The tests and measurements of the field test campaign will be accompanied by simulations of multiple transmission scenarios. These simulations allow varying major properties of a transmission setup (such as the number of connected devices, the characteristics of the built-up area, and different LoRaWAN configurations) and use cases to evaluate the overall system performance and to derive initial guidelines for gateway placement and network planning strategies. Additionally, the field test campaign will be the first real-life proof of the system’s application transport layer that uses IOTA Streams to ensure data security in cooperation with underlying communication layers, such as LoRaWAN.
In preparation for the field tests of the SUSEE Module hardware POC, a pre-test will be performed using available standard development boards that will be assembled into a batch of test systems. This pre-test allows us to evaluate the main characteristics of the software and hardware design as well as the execution of early LoRaWAN field tests and to test the network performance in real life.

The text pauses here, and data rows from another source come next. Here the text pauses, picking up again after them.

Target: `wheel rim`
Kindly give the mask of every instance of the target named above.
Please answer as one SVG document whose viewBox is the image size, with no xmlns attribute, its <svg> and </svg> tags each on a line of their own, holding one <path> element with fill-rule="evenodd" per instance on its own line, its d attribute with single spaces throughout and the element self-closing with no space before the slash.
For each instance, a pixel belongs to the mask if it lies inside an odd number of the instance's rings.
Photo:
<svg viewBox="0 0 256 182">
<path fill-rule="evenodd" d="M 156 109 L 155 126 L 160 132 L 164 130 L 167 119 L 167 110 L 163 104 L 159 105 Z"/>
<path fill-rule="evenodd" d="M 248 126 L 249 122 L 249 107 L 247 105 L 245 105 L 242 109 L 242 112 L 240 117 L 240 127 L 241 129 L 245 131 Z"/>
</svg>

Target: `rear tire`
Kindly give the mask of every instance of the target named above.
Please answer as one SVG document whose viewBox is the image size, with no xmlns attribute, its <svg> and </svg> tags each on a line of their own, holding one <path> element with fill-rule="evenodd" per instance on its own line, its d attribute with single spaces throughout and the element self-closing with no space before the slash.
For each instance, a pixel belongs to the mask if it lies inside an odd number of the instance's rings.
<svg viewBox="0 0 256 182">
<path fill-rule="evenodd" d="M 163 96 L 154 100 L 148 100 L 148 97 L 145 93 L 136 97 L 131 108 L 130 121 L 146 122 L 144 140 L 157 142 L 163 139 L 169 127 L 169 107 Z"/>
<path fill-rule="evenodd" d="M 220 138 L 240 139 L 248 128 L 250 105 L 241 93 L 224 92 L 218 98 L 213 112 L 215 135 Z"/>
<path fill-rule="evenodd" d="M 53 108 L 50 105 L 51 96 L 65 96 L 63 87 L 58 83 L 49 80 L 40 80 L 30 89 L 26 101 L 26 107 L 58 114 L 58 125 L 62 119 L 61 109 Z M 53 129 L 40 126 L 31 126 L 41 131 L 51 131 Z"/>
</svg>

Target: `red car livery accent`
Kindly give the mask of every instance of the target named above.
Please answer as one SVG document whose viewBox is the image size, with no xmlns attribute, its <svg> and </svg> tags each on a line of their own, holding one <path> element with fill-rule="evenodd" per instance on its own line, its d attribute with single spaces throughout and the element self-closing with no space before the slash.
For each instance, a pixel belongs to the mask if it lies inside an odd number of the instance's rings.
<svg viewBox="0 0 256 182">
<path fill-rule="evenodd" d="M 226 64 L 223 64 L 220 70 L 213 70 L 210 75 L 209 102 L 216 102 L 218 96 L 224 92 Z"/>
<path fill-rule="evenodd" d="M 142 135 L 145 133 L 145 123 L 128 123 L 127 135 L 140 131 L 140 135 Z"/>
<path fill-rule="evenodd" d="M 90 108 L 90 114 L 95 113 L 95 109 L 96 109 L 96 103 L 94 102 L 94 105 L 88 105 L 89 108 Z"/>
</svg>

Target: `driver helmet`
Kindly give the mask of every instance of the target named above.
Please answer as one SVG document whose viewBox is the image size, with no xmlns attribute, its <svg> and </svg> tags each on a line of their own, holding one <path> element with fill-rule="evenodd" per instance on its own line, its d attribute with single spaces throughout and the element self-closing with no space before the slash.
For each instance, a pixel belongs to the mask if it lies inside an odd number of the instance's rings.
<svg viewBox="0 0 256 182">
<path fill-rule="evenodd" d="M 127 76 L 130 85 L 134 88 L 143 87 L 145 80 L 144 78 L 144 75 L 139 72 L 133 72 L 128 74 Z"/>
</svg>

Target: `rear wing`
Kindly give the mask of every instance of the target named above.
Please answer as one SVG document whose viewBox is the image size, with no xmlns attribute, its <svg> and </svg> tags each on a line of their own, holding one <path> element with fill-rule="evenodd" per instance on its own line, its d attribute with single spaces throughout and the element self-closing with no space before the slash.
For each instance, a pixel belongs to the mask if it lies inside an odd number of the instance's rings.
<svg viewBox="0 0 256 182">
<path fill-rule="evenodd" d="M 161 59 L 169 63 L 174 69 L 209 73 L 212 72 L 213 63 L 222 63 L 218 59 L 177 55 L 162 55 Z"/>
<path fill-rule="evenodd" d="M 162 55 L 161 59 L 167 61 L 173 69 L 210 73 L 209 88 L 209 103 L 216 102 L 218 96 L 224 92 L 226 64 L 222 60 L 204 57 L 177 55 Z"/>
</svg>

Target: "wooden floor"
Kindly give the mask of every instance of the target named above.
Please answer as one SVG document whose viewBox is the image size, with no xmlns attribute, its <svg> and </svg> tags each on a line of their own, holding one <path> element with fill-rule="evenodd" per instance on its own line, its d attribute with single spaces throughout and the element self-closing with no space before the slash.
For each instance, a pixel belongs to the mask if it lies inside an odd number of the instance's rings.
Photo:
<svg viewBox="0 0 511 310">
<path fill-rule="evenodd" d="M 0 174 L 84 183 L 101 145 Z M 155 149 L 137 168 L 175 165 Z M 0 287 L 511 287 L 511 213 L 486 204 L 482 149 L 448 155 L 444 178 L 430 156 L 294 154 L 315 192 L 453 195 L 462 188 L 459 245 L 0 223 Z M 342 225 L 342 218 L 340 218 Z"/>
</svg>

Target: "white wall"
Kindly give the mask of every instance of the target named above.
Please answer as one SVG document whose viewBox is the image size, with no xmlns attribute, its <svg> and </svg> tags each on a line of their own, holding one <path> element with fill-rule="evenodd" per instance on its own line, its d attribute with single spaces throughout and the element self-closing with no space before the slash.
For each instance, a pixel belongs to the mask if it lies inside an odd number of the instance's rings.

Wireless smart meters greatly simplify meter reading and thus provide cost savings and greater convenience for end customers. Despite these advantages, they are still rare in Germany due to regulatory obstacles and higher costs. To tackle these challenges, the SUSEE consortium is developing a retrofit module for commonly-used electronic energy meters, which enables meter data to be read via LoRaWAN communication networks and applies to all German regulatory requirements. The SUSEE Module will be a cost-effective solution for the German market, achieved by using low-cost hardware that reduces the price per unit and by using the LoRaWAN network protocol, which allows feeless use of license-free frequency bands for wireless communication.
Smart meters are a first step to transforming traditional electric energy grids into smart grids, which consist of many small and mid-sized prosumers and where electricity can be purchased, supplied, and stored by anyone. To facilitate the data management of future decentralized energy marketplaces, the SUSEE Module sends the meter readings using the IOTA Tangle, which acts as a base infrastructure to manage the relevant data in an auditable, secure, and DSGVO-compliant way.
To meet stringent German requirements for privacy and data integrity, IOTA Streams is used to manage identities, data access, and management. Without IOTA Streams, wireless smart meter communication via LoRaWAN would not meet German regulatory requirements. Detailed information about IOTA Streams can be found in the official Streams documentation.
To provide maximum data security on top of LoRaWAN’s inherent security features, IOTA Streams is used directly in the data source – the SUSEE Module. To realize the usage of IOTA Streams on the low-cost microcontroller ESP32-C3, the RUST sources of the Streams libraries have been compiled for the ESP32-C3 platform, which is a technical novelty.
The proof of concept hardware of the SUSEE Module and its LoRaWAN transmission characteristics will be evaluated in field tests in Osnabrück. The tests will be accompanied by simulations of varying major transmission setup properties. The results of the tests and the latest status of the project will be the subject of our next SUSEE update blog post.
Currently, all project partners are focused on the primary project goals and technical challenges that come with the ongoing pre-test and the field test. At a later stage, when the final product becomes more tangible, there will be more of a focus on publicizing the project – watch this space!